All seniors did not familiarize with modern information and communication tools in their working lives. But now, since digital competence is strongly linked to wider well-being and autonomy, it is time for them to learn. Therefore, there is a need for low-threshold, close to home, meaningful opportunities to learn digital skills.
It might be hard to believe, but in Europe there are still people who are not online. Many of these people are among the elderly.
And since communication and sharing information via online media is increasingly the norm, this group is being excluded more and more. Whether it is information about transport links, ticket orders or map services – almost nothing works today without online access, or one ends up paying more.
A look at the statistics reveals big differences between countries when it comes to the elderly and their digital skills. According to Eurostat web tool from 2017, 82 percent of people over 65 in Norway use internet at least once a week. In Greece, on the other hand, only 14 percent of the people in this age group use internet on a weekly basis.
In Germany alone, around nine million people over the age of 60 are offline. This particularly includes older, single women on low incomes.
Digital confidence is linked to wider well-being
A current study capturing German citizens’ digital competence shows that there are clear differences between age groups. Whereas 79 percent of 14- to 29-year olds feel quite safe online, only 41 percent of 60- to 69-year olds and 36 percent of those over 70 years of age feel the same.
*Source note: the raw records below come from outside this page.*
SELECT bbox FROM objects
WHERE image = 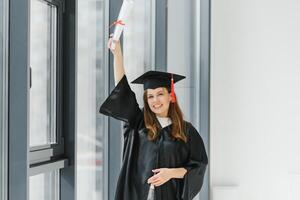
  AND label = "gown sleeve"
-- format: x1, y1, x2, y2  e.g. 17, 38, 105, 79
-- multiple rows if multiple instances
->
182, 126, 208, 200
99, 75, 142, 125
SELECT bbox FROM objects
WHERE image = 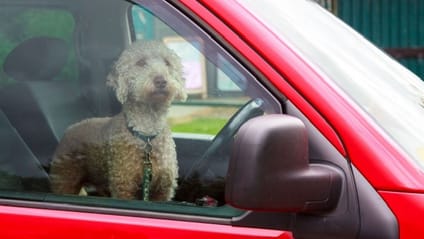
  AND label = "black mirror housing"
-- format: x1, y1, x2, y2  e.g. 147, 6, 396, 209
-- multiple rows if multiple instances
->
226, 115, 343, 212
Digital competence is strongly linked to wider well-being and autonomy. The authors of the study point out that digital competence enables older people to live as independently as possible in their own homes, for example through online purchases and participation in digital media.
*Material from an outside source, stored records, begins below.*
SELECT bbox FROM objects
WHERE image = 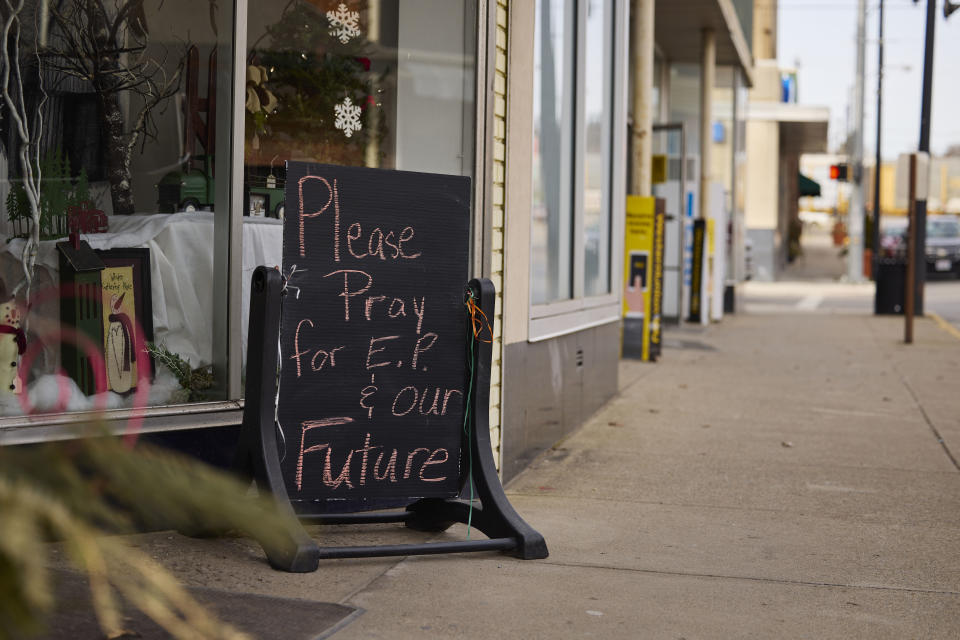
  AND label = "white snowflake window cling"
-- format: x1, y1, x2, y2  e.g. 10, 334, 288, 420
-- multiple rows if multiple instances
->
333, 96, 363, 138
327, 2, 360, 44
This increases satisfaction and saves high costs for the health- and care systems. Those who can order and have their purchases delivered online can also cope with everyday life despite restrictions to their own mobility.
Opportunities needed close to home
Adult education offers various tackles for the challenges that senior citizens face with digital competence.
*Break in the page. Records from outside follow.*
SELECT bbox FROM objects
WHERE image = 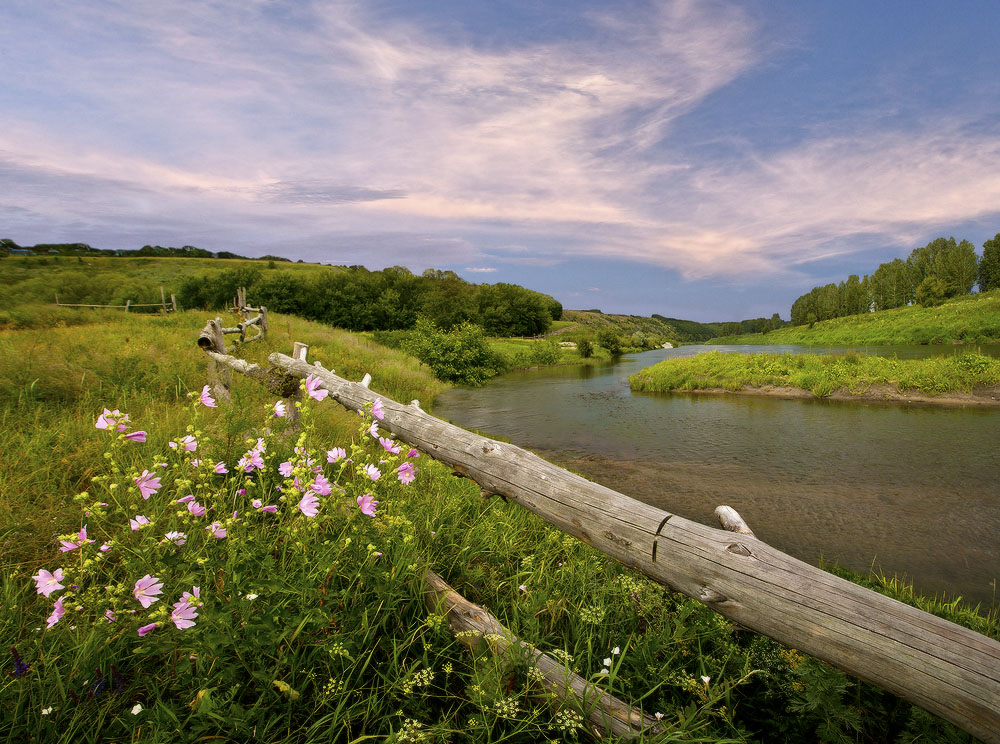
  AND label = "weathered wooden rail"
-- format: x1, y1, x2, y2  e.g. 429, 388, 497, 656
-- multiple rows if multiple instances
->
199, 341, 1000, 743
In Mettmann, a town near Cologne, Germany, a charity called Arbeiterwohlfahrt has come up with a project that not only teaches seniors how to use online media, but also makes them developers of a product customised for their own age group.
During the project, named Road Safety for Seniors, a group of older people took a close look at their own district and explored which corners are not accessible for walking frames and wheelchairs. They then entered this data into an online map service app and put it online.
Now other seniors can see how they can get through the district without obstacles.
Low-threshold computer courses work well
It is very important for opportunities to learn digital skills to be offered as close to home as possible and to make sense for older users.
This is an approach that Siegfried Klarhöfer from the NetComputer Learning Association follows. He offers computer courses for the elderly in clubs or town houses in the Berlin district of Marzahn-Hellersdorf. “Support close to home is very important to us because we also want to reach people with limited mobility,” Klarhöfer says.
A maximum of 12 people take part in each course, and the topics covered are decided on by the participants themselves. Usually, smaller projects are realised and learned in an application-oriented manner.
During the meetings, arrangements are also made for required home visits, including desktop and router problems. Between the actual meeting dates, the participants communicate via social media groups.
Support close to home is very important to us because we also want to reach people with limited mobility.
Klarhöfer explains that people attending their courses range from early 60s to early 80s in age – most of them have not had much to do with modern information and communication tools in their working lives.
“From the saleswoman who worked at the till for many years to the bricklayer who can handle trowel and cement mixer but had nothing to do with computers – these are people who did not have the opportunity to get close to the digital world and now finally they want to know about it.”
Digital complexity is a crucial barrier
Studies show that internet affinity and internet competence heavily depend on the social milieu in which one moves.
A German milieu study on internet behaviour among over 60-year-olds diagnoses seven internet milieus for older people: internet-insecure, careful sceptics, responsible establishment, carefree hedonists, efficiency-oriented performers, sovereign realists and network enthusiasts.
Milieus away from the internet are more pronounced among the over 60s, particularly in the lower and lower middle classes. Their attitude towards the internet is characterised by uncertainty and excessive demands, and this factor is fuelled by the fact that many computers are not designed to meet the needs of older people.
I try to click “help”. I don’t understand a word. My patience runs out immediately.
A questionnaire about difficulties with the use of computers found that “digital complexity” is a real and crucial barrier for many older people.
For example, many commands and sudden pop-up windows can seem simply incomprehensible to seniors. The requirements that the devices place on users may scare away even those who would otherwise be keen to learn to use computers.
A response to the questionnaire says this in the words of an elderly person.
“I try to click ‘help’. I don’t understand a word. My patience runs out immediately. That is not my language. It does not work.”